Industrial scales are heavily utilized in shipping, trucking, loading dock, logistical, retail, supply chain, food, inventory, laboratory, and warehouse applications. They’re calibrated by either factory or the original manufacturer.
Calibration is necessary because its accuracy will diminish with routine usage. The scales will present false readings. This is why you should regularly calibrate your industrial weighing scales to prevent the scale’s accuracy from degrading.
Different Types of Industrial Scales
There are different types of industrial scales that each offer different weighing ranges and even different levels of accuracy. When you are selecting a scale, you should be considering how much the object(s) you’ll be measuring will weigh. Always make sure to choose a scale with a capacity slightly higher than what your needs are.
Additionally, different scales Precision Scales Inc. come equipped with various different functions, such as full range tare, part-counting, and zero capabilities. Double-check all the requirements of your specific application, and consider what additional functionalities would benefit your process over time.
What to Consider When Buying an Industrial Scale
When going through the process of evaluating all the industrial scales available on the market, you’ll want to consider a few things:
Anticipate the Weight of the Lightest Item
It’s important that you think about the weight of the lightest item you plan on measuring with your scale. This will help you figure out what your potential industrial scale’s minimum capacity should be.
Anticipate the Weight of the Heaviest Item
Make sure you consider the weight of the heaviest item you plan on measuring with your scale. This will help you figure out what your potential industrial scale’s maximum capacity should be. Something to keep in mind is that usually, the higher the maximum load that a scale can accommodate, the less accurate your scale will be when it comes to weighing capability. On the flip side, there are indeed high-capacity, high-resolution industrial scales, but these guys tend to be very expensive— so you’ll have to be willing to sacrifice a big portion of the bank.
Anticipate the Dimensions of Your Range of Items
It is absolutely imperative that you anticipate your items’ full range of possible dimensions when considering your industrial scale needs. This will ensure that you buy a scale with an appropriately-sized weighing pan or platform. The pan or platform size should be chosen based on the maximum weighing capability and measuring accuracy of the scale. This is to ensure that the platform is constructed around the ability to place your item on the surface’s center.
If a load is placed out-of-center, leverage can occur. Although most industrial scale’s load cells can make up for leverage effects to a certain angle, samples with dimensions larger than the surface must be more carefully positioned to make sure that the center of gravity stays in the middle of the pan.
Sometimes, an industrial scale features an under-the-floor weighing function for objects that are unable to be leveraged onto the scale because of its shape or size.

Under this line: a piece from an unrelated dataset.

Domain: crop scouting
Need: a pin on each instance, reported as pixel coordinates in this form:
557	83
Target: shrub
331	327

When a scale does have this function, it usually features a hook at the bottom for suspending loads.
How Accurate Do You Need Your Industrial Scale To Be?
Answering this question will help you determine what resolution you’ll need out of your industrial scale. If the industrial scale lacks an indication of its measuring accuracy, the basic formula to calculate its accuracy is the measurement deviation = the resolution value x 3 or 4.
Depending on what the application is, it may be handy to have a calibration weight set to verify the accuracy of the industrial scale and to possibly adjust the scale itself accordingly. Like any other scale, an industrial scale likely drifts over time— ultimately increasing the margin of error in its measuring capability.
Understand the purpose of your scale
The purpose of weighing your items helps to determine whether or not you’ll need advanced functionality beyond mere weighing when buying your industrial scale.